When you look at the nominations, however, you soon realise the awards are not really a reflection of the changing tastes of audiences or critics. Rather, they’re a reflection of the predictable preferences of Emmy voters, who tend to place predominantly safe bets on shows that do well at the awards. Occasionally they allow a few newcomers to occupy a slot or two in the nominations categories, before they lose to the usual suspects come the announcement of the awards in September.
Sometimes a year can come along that so upsets the natural order of things that even the Emmys are affected. Looking at this year’s nominations you may be forgiven for initially thinking this has been one of them.

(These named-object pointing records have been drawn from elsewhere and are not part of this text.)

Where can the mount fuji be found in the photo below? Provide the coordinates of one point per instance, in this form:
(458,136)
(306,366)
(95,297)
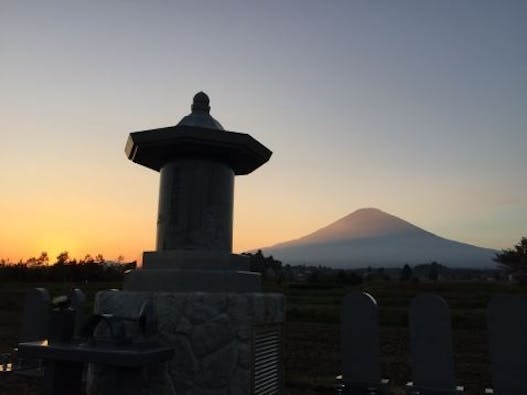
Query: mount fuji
(371,237)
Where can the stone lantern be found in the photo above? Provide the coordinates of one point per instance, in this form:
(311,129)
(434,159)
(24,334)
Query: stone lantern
(226,334)
(197,160)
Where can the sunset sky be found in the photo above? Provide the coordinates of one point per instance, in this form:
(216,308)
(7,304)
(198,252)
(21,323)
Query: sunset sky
(418,108)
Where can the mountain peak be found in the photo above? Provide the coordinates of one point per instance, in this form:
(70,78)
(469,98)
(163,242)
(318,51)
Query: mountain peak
(370,236)
(362,223)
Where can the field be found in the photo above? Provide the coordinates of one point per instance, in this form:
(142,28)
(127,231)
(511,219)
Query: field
(312,334)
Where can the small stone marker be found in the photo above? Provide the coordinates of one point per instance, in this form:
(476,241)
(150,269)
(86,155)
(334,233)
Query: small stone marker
(432,360)
(77,301)
(507,326)
(360,340)
(35,318)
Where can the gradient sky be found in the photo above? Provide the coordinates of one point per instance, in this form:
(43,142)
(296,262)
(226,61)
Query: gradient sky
(418,108)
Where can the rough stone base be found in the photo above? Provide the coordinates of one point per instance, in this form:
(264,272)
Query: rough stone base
(213,335)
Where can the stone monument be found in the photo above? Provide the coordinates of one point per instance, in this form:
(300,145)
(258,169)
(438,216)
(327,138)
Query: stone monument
(227,335)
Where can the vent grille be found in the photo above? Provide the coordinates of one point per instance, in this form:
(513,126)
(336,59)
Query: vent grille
(267,360)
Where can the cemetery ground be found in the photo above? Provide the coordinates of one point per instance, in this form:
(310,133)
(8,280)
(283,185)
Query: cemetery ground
(312,332)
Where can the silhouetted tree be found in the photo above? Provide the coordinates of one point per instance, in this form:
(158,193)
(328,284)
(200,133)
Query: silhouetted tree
(406,273)
(433,273)
(514,259)
(62,258)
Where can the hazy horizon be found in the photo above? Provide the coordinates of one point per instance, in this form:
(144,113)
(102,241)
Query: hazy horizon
(416,108)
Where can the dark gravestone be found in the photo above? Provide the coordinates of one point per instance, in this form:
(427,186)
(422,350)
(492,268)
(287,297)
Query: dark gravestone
(77,303)
(35,317)
(507,326)
(432,358)
(360,342)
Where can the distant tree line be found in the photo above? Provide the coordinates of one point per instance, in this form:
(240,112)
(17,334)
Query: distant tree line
(36,269)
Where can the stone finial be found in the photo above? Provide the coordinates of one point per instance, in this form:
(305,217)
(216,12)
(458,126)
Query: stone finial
(201,102)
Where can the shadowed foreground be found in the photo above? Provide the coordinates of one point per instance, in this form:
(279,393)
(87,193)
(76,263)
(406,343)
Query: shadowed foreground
(312,333)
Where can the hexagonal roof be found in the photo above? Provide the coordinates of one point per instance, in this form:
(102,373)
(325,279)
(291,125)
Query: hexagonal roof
(197,135)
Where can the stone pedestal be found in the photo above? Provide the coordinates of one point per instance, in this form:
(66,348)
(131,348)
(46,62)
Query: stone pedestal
(225,343)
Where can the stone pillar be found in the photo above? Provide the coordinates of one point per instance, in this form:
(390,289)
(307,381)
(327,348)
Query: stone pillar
(195,206)
(226,334)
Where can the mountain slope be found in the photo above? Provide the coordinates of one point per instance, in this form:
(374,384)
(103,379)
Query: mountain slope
(370,237)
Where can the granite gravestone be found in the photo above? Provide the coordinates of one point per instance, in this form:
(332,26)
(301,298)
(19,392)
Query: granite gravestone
(507,326)
(360,341)
(432,357)
(35,317)
(227,336)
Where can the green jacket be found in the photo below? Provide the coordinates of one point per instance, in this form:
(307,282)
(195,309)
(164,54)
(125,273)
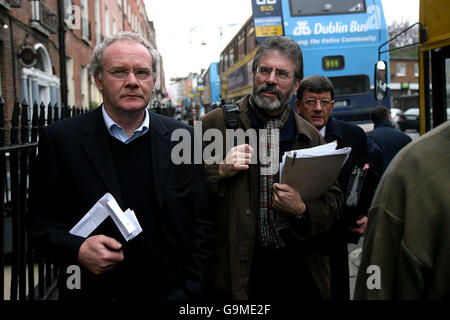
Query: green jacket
(236,205)
(408,235)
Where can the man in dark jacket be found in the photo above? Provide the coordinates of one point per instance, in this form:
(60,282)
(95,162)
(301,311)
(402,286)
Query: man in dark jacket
(386,137)
(315,101)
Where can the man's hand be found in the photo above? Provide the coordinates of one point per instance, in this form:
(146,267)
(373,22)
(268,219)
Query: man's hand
(361,229)
(286,199)
(237,159)
(100,253)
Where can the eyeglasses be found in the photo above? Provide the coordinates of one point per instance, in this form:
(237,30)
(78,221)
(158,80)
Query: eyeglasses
(312,102)
(122,74)
(280,74)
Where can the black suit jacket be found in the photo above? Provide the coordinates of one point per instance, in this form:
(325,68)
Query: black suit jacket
(75,168)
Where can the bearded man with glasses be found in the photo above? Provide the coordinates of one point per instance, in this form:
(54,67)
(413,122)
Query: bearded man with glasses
(315,102)
(269,239)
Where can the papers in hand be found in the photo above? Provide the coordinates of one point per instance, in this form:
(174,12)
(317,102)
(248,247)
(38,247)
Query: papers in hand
(126,222)
(313,171)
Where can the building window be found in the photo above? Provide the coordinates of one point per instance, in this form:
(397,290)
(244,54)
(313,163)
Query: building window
(401,70)
(39,83)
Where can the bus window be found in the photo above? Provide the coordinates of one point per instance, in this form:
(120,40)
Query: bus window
(351,85)
(319,7)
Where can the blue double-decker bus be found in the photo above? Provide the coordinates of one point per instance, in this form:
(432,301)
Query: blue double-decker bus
(339,39)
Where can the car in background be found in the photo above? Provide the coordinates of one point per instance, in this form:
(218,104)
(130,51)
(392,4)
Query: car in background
(409,120)
(395,114)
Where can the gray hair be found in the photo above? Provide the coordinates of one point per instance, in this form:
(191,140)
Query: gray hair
(286,46)
(96,65)
(315,84)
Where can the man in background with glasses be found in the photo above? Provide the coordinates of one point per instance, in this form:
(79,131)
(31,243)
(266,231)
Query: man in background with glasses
(123,149)
(269,243)
(315,102)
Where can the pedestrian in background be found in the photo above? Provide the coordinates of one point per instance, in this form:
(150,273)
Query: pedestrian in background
(387,138)
(315,102)
(406,251)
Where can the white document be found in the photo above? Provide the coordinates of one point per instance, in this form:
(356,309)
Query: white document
(126,222)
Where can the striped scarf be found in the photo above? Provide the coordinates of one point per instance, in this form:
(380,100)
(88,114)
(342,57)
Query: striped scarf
(268,234)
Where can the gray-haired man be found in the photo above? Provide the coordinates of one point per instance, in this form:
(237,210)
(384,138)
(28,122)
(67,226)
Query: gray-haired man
(123,149)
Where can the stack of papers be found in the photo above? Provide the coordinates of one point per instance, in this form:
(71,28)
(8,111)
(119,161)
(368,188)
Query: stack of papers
(314,170)
(126,222)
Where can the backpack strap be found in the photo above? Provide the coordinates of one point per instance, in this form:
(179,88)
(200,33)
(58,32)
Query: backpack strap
(230,115)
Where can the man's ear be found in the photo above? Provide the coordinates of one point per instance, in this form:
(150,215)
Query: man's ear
(98,82)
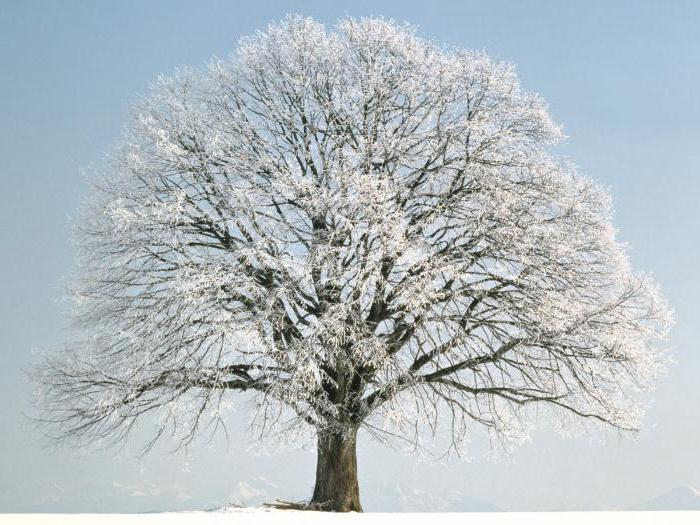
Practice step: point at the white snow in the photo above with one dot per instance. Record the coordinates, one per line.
(254, 516)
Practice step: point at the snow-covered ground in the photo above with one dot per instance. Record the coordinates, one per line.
(251, 516)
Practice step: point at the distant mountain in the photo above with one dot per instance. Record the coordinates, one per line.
(380, 496)
(678, 498)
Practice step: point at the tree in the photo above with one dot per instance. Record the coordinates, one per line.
(362, 230)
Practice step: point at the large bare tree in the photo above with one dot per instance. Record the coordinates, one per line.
(364, 230)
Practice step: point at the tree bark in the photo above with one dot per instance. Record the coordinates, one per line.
(336, 473)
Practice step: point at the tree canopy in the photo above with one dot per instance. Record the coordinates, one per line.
(361, 228)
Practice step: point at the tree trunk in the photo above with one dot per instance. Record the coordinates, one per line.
(336, 473)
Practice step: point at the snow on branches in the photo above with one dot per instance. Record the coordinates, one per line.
(356, 226)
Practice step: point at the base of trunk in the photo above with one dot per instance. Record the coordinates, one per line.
(336, 486)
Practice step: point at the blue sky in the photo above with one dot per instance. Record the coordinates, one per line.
(622, 77)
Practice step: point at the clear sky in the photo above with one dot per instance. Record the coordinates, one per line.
(622, 77)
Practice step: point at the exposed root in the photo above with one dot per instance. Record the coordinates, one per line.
(295, 505)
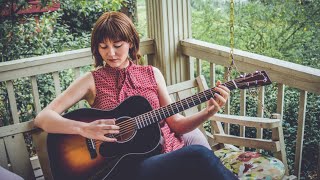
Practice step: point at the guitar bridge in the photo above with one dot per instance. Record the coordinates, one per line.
(91, 148)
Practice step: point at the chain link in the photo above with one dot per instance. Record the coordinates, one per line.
(231, 59)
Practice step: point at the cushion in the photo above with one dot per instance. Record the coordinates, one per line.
(251, 165)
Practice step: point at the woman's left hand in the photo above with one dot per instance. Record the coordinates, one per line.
(219, 100)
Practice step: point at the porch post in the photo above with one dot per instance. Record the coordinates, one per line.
(169, 21)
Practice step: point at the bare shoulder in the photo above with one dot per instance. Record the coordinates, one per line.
(158, 75)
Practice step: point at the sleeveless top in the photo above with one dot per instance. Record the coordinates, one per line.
(114, 85)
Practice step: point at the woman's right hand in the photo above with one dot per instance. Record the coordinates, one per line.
(99, 128)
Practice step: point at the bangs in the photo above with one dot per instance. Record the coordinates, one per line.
(113, 31)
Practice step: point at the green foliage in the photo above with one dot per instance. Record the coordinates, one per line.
(22, 37)
(80, 15)
(287, 30)
(30, 39)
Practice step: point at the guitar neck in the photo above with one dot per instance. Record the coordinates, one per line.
(258, 78)
(157, 115)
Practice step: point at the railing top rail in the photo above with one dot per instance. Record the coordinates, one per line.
(55, 62)
(291, 74)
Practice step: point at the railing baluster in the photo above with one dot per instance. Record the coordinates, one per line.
(12, 101)
(260, 111)
(76, 76)
(243, 103)
(35, 93)
(227, 105)
(56, 81)
(212, 74)
(300, 133)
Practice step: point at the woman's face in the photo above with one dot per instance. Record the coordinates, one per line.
(115, 54)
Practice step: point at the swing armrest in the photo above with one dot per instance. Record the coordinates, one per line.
(256, 122)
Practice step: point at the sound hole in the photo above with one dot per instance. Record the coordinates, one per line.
(127, 129)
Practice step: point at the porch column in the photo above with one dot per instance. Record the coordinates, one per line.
(169, 21)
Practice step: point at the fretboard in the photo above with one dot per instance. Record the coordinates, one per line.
(159, 114)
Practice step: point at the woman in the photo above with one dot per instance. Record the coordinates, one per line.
(115, 47)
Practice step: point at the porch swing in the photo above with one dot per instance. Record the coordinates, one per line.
(248, 164)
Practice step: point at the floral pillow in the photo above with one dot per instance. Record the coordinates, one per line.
(251, 165)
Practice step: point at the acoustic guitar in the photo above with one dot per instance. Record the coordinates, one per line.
(76, 157)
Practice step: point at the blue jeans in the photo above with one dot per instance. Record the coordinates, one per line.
(188, 163)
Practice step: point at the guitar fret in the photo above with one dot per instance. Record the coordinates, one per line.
(176, 106)
(193, 101)
(211, 93)
(199, 98)
(163, 113)
(182, 105)
(136, 120)
(155, 116)
(143, 120)
(188, 103)
(168, 111)
(205, 95)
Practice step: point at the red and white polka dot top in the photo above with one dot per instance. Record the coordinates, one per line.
(114, 85)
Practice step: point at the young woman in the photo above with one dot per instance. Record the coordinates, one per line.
(115, 48)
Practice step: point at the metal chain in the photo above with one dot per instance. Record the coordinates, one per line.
(231, 59)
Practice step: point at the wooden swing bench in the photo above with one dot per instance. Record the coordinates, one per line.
(14, 153)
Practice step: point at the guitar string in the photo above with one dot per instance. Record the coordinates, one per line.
(130, 124)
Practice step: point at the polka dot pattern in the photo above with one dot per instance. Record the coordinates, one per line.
(114, 85)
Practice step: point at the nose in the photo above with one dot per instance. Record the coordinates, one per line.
(111, 51)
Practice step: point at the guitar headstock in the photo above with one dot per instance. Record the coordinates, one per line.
(256, 79)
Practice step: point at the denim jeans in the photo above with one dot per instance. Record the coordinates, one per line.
(188, 163)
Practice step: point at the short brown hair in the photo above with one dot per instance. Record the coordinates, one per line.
(114, 26)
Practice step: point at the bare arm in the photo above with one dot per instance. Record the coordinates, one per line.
(181, 124)
(50, 119)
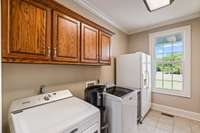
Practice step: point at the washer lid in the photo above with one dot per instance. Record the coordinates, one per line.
(55, 117)
(118, 91)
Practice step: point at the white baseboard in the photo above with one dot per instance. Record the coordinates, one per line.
(176, 111)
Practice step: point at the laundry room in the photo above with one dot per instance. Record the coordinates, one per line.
(100, 66)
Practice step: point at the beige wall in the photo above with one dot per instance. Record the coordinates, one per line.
(22, 80)
(140, 42)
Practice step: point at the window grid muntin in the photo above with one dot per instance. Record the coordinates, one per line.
(158, 61)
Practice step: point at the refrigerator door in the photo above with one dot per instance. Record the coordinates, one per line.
(146, 90)
(128, 73)
(149, 88)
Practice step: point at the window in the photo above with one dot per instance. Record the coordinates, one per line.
(171, 52)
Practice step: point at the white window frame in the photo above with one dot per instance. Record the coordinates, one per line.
(186, 31)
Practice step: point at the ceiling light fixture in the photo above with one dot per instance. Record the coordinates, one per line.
(157, 4)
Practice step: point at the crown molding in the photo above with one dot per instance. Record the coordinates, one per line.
(87, 5)
(177, 20)
(93, 9)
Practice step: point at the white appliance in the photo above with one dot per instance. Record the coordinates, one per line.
(134, 71)
(121, 104)
(56, 112)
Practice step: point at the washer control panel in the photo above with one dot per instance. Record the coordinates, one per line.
(39, 99)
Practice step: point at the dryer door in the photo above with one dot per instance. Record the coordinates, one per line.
(129, 113)
(93, 129)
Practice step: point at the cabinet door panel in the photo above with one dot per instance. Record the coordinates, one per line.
(66, 38)
(89, 45)
(104, 50)
(28, 30)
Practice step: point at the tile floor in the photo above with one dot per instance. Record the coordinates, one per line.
(155, 122)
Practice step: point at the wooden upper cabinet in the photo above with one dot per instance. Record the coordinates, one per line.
(104, 48)
(89, 44)
(66, 38)
(26, 30)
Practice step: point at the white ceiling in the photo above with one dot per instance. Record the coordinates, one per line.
(132, 16)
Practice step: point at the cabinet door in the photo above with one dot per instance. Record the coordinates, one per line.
(89, 45)
(66, 38)
(27, 30)
(104, 48)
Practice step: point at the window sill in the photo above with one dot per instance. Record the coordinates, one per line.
(182, 93)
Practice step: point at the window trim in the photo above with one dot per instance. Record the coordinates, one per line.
(186, 30)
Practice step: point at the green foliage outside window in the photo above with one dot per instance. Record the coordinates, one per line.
(169, 68)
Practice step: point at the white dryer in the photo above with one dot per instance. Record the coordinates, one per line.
(57, 112)
(121, 104)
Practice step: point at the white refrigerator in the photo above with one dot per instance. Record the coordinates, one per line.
(134, 71)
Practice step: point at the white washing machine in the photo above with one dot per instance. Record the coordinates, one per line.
(121, 104)
(57, 112)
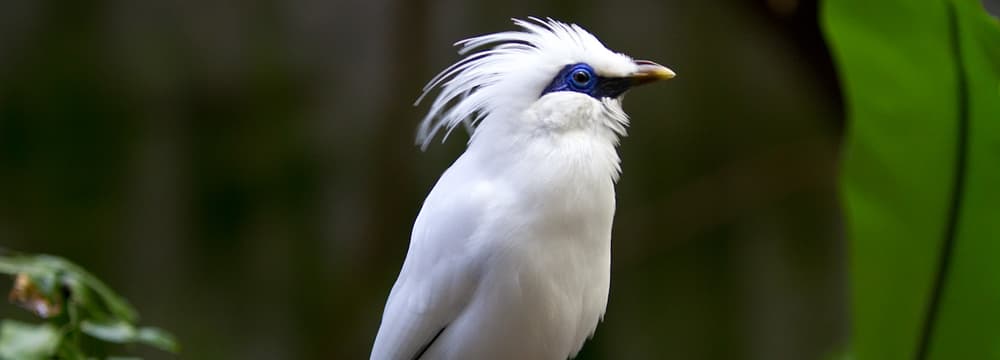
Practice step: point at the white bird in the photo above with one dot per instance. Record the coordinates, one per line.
(510, 256)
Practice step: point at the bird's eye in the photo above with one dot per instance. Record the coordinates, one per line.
(581, 78)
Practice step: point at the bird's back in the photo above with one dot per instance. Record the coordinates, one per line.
(521, 269)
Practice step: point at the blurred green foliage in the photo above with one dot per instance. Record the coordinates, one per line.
(74, 303)
(919, 175)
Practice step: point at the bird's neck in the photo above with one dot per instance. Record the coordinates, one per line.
(531, 146)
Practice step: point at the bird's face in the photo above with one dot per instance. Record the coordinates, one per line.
(587, 94)
(551, 76)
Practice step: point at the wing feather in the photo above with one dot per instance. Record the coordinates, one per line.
(439, 274)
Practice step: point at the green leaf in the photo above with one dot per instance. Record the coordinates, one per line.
(122, 333)
(921, 165)
(116, 331)
(28, 341)
(50, 271)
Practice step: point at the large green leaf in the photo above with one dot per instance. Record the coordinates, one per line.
(28, 341)
(921, 165)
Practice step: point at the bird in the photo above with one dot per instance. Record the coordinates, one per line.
(510, 254)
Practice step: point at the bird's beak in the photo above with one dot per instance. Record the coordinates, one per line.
(649, 72)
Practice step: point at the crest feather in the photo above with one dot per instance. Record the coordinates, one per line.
(504, 75)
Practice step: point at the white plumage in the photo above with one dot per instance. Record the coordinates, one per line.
(510, 256)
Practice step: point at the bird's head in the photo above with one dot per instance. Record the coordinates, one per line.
(554, 75)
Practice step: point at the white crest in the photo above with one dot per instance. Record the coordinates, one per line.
(511, 74)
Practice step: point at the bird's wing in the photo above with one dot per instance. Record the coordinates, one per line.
(439, 274)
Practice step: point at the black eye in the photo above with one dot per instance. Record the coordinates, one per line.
(581, 78)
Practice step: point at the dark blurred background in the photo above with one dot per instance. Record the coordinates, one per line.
(244, 171)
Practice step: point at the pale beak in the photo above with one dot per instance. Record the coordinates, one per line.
(649, 72)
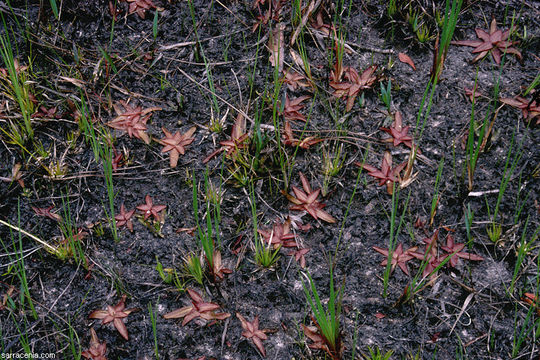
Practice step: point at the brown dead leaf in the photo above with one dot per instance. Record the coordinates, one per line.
(404, 58)
(276, 46)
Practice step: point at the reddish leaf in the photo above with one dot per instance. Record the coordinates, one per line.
(404, 58)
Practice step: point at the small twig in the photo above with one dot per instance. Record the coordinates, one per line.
(216, 95)
(312, 6)
(35, 238)
(465, 304)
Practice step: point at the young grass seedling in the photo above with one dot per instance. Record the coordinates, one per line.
(386, 95)
(327, 320)
(436, 197)
(265, 255)
(18, 86)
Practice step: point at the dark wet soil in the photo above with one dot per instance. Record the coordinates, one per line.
(466, 311)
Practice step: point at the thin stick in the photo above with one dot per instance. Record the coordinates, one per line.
(29, 235)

On the diversity front there are a number of actors of colour nominated in all the major acting categories this year, including nominations for Jonathan Majors and Jurnee Smollett from HBO’s Lovecraft Country, making them the first two black actors to be nominated from the same show in the best actor and best actress in a drama series category.
Lovecraft Country, which in spite of much critical acclaim was cancelled after its first season at HBO, earned 16 nominations across all categories and earned acting nominations in each of the available acting categories. That’s encouraging for a show that made some fascinating mileage out of its premise, which took the dodgily racist stories of cult sci-fi/horror writer HP Lovecraft and turned them on their head. But it may be less for its racially challenging content and more for its genre thrills that the show has earned its recognition from Emmy voters.
Sci-fi dominates this year, with shows such as Disney+’s Star Wars universe drama The Mandalorian, Amazon Prime Video’s dark superhero series The Boys and the Marvel Comics Universe series The Falcon and the Winter Soldier picking up nominations.
Now an Emmy stalwart since it became the first streaming show to win the coveted best drama series award in 2018, Hulu’s The Handmaid’s Tale — more strictly dystopian than straight sci-fi — also earned an expected fistful of nominations. The biggest surprise was the 21 nominations Disney+’s first foray into Marvel Comics Universe WandaVision received, but that’s perhaps more for its homage to classic US television and its blending of sci-fi rather than its adherence to the traditional norms of the genre.
Of the shows and performances that didn’t receive any nods, the biggest disappointments were for Amazon’s The Underground Railroad, which failed to earn a best actress in a limited series nomination for its lead, SA actress Thuso Mbedu, who carried one of the year’s most difficult and relevant shows; and the lack of a nomination for best actor in the same category for Ethan Hawke’s astounding turn in The Good Lord Bird. Likewise, British Oscar-winning director Steve McQueen’s groundbreaking anthology series Small Axe, examining the complex contours of black British life in the 20th century, failed to earn any nominations.